It's About So Much More Than Just Dancing


If I had a dollar for every time I said the words “it’s about so much more than just dancing,” I’d be on a beach in Bermuda right now. Actually, let’s be real, the truth is I’d probably still be in the dance studio, but I’d be buying some amazing costumes for this year’s show. My studio building is a bit of a maze…stairways to the second floor, a catwalk over the main studio, a rehearsal studio over the top of the community theatre, which backs up to a costume room. I make my way through this path which whips and weaves through classes of bouncing dancers, racks of sequin-covered costumes, a black box stage with actors shouting out prose, a room full of kindergartners shaking maracas – I love the energy of this organized chaos. But the other day, as I walked this familiar trail, a few obstacles were in the way.

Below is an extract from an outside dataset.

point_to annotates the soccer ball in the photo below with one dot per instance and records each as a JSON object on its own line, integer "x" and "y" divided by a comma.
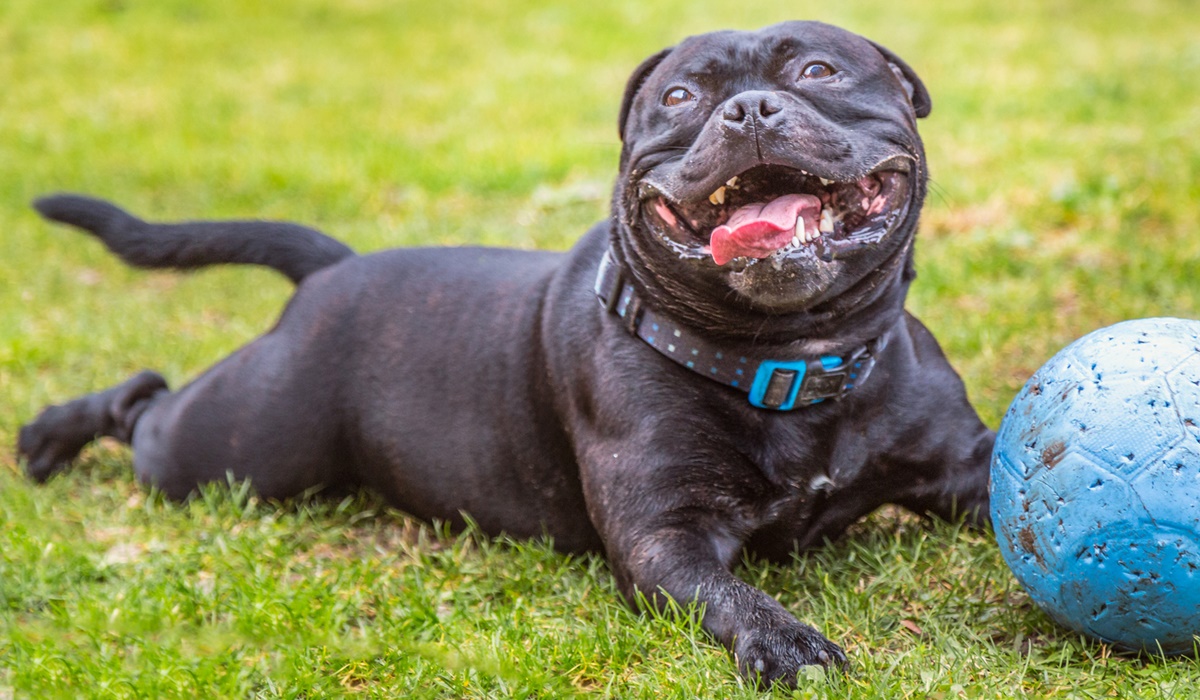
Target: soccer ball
{"x": 1096, "y": 485}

I started in the back studio where my Mini Team was rehearsing. The teacher was having issues hooking up the music and it kept cutting out. As I helped, one little boy yelled out, “this music sucks.” One glance in his direction and he immediately wished he could suck the words back in to his mouth. I calmly walked him out of the classroom and knelt down to eye level. I explained that his comment was not an appropriate or helpful thing to say. He was immediately remorseful, walked back in and apologized to his teacher. He even freely doled out a hug with the apology. It’s about so much more than just dancing.

On to the student lounge, where the studio suddenly turns from a professional business to a teenage girl’s bedroom. The typical cast off backpacks, empty cups, and Birkenstocks (we do live in Eugene) littered the floor as two of my teen dancers lounged on the couch. “Look at all of these things looking for a home. I’m sure you can find a place for them to be,” I remarked as I walked through. I swear I could almost see the words “but it’s not my stuff” formulate in their brains, but based on failed past attempts, they knew better than to mutter them aloud. Instead, I heard “okay, no problem” as they hopped up and started putting the “not my stuff” in to cubbies where it belonged. It’s about so much more than just dancing.

Downstairs to the lobby, a mom looks frantic and a little girl is attached to the arm of the couch like it’s a life preserver in the middle of rough seas. As I meet eyes with the mom she blurts out, “I don’t know what’s wrong with her, she begs to come to dance class and now she won’t even go inside!” I laugh to myself, place a hand on her shoulder and say, “what’s wrong with her? She’s a toddler!” I sit down next to little Miss Obstinate and start chatting about her pretty tutu (the clench on the couch loosens), then her pretty new ballet shoes (she’s on my lap now) and finally if she thinks they are going to use the ribbon wands in class today (that closed the deal). Little Miss Thing grabs me by the hand and pulls me in to her classroom with hardly a wave to mom on the way in. As I tiptoe back out, mom hugs me saying, “thank you so much, this is the only time all week I get an hour to myself.” It’s about so much more than just dancing.

It's now been nearly an hour of failed attempts to actually reach the dance floor when I see one of my former dancers stroll in to the lobby. She says “do you have a minute to talk?” and of course I do. We go in to the staff lounge and she tells me that she’s heard from some of my current students that another dancer may be struggling with depression. This grad has had similar issues and has the scars on her arms to mark her battle wounds. I spent many a time holding this lovely girl’s hand and shouldering tears through her high school years, so she knows where to come when the chips are down. She looks at me with sincerity saying, “I just knew I needed to tell you, she really needs someone in her corner.” It’s about so much more than just dancing.

So you see, this particular afternoon, I never even stepped foot in the studio. So if I only included “teaching dance” in my job duties, I may have considered that day to be a failure. Instead, I believe my job description includes the words “leader, teacher, mentor.” I may not have taught dance steps that day, but I’d like to believe I taught a few things that matter even more.